Hyacinth Gordon, Respondent, v New York City Transit Authority, Appellant, et al., Defendant.
    [699 NYS2d 449]
   —In an action to recover damages for personal injuries, the defendant New York City Transit Authority appeals from an order of the Supreme Court, Queens County (Golia, J.), dated September 11, 1998, which denied its motion for summary judgment dismissing the complaint insofar as asserted against it.

Ordered that the order is reversed, on the law, with costs, the motion is granted, the complaint is dismissed insofar as asserted against the defendant New York City Transit Authority, and the action against the remaining defendant is severed.

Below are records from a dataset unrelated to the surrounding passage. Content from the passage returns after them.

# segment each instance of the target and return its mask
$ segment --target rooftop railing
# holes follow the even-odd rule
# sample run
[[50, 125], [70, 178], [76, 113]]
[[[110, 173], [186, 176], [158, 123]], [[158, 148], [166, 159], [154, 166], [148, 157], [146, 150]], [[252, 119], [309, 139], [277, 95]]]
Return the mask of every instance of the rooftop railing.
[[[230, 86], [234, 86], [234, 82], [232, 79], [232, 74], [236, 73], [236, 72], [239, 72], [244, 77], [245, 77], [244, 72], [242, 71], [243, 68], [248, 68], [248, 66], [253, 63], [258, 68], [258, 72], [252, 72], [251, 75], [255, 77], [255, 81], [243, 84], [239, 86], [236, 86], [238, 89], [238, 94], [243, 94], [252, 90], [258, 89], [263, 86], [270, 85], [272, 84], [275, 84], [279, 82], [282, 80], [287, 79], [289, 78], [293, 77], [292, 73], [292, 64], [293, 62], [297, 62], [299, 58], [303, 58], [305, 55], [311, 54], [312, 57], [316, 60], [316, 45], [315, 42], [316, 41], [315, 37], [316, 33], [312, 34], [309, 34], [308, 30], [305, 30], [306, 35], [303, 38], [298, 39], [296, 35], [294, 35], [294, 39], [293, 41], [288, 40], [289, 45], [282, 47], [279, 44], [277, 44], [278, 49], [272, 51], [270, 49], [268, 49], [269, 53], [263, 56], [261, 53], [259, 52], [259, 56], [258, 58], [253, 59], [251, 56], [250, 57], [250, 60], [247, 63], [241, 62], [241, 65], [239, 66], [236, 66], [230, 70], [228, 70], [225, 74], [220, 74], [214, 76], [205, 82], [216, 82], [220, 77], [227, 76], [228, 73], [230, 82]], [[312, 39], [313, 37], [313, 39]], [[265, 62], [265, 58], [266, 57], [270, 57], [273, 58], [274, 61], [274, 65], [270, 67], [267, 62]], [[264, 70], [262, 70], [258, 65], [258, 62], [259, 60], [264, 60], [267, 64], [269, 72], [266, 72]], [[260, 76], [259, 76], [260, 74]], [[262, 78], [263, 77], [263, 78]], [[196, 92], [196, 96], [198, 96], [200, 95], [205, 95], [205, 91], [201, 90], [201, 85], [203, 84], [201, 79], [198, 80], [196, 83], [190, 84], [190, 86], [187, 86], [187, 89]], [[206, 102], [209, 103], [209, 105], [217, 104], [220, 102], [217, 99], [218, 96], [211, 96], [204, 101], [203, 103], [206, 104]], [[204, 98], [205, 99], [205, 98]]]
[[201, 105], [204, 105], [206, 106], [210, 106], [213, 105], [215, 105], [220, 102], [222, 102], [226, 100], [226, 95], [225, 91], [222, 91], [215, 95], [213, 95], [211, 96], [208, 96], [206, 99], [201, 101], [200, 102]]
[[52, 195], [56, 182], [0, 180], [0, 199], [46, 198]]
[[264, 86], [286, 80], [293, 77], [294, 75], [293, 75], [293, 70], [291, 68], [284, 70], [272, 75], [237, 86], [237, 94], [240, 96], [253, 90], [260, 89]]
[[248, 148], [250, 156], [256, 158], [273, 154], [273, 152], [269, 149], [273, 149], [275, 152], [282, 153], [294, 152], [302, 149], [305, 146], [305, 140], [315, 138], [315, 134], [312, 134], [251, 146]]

The plaintiff was allegedly injured when she slipped and fell while exiting a bus operated by the defendant New York City Transit Authority (hereinafter the appellant). The plaintiff alleged that she fell because of a slippery substance on the steps, that the appellant had allowed the bus to become dangerously overcrowded, and that the stairwell of the bus was insufficiently lighted.

In its motion for summary judgment, the appellant made a prima facie showing of entitlement to judgment as a matter of law (see, Alvarez v Prospect Hosp., 68 NY2d 320; Zuckerman v City of New York, 49 NY2d 557). Contrary to the Supreme Court’s decision, the plaintiff failed to raise material issues of fact in her opposition papers. The evidence indicated that the appellant did not have actual or constructive notice of a potentially dangerous condition caused by some type of slippery substance on the step (see, Gordon v American Museum of Natural History, 67 NY2d 836). Additionally, there is no evidence that the injuries suffered by the plaintiff resulted from any restriction on her free movement due to the alleged overcrowded conditions (see, Palmieri v Ringling Bros. & Barnum & Bailey Combined Shows, 237 AD2d 589; Hsieh v New York City Tr. Auth., 216 AD2d 531). Furthermore, the evidence failed to establish a causal relationship between the allegedly dim lighting and the accident (see, Reagan v Saratoga Hotel Corp., 18 NY2d 661; Wright v South Nassau Communities Hosp., 254 AD2d 277). S. Miller, J. P., Altman, Schmidt and Smith, JJ., concur.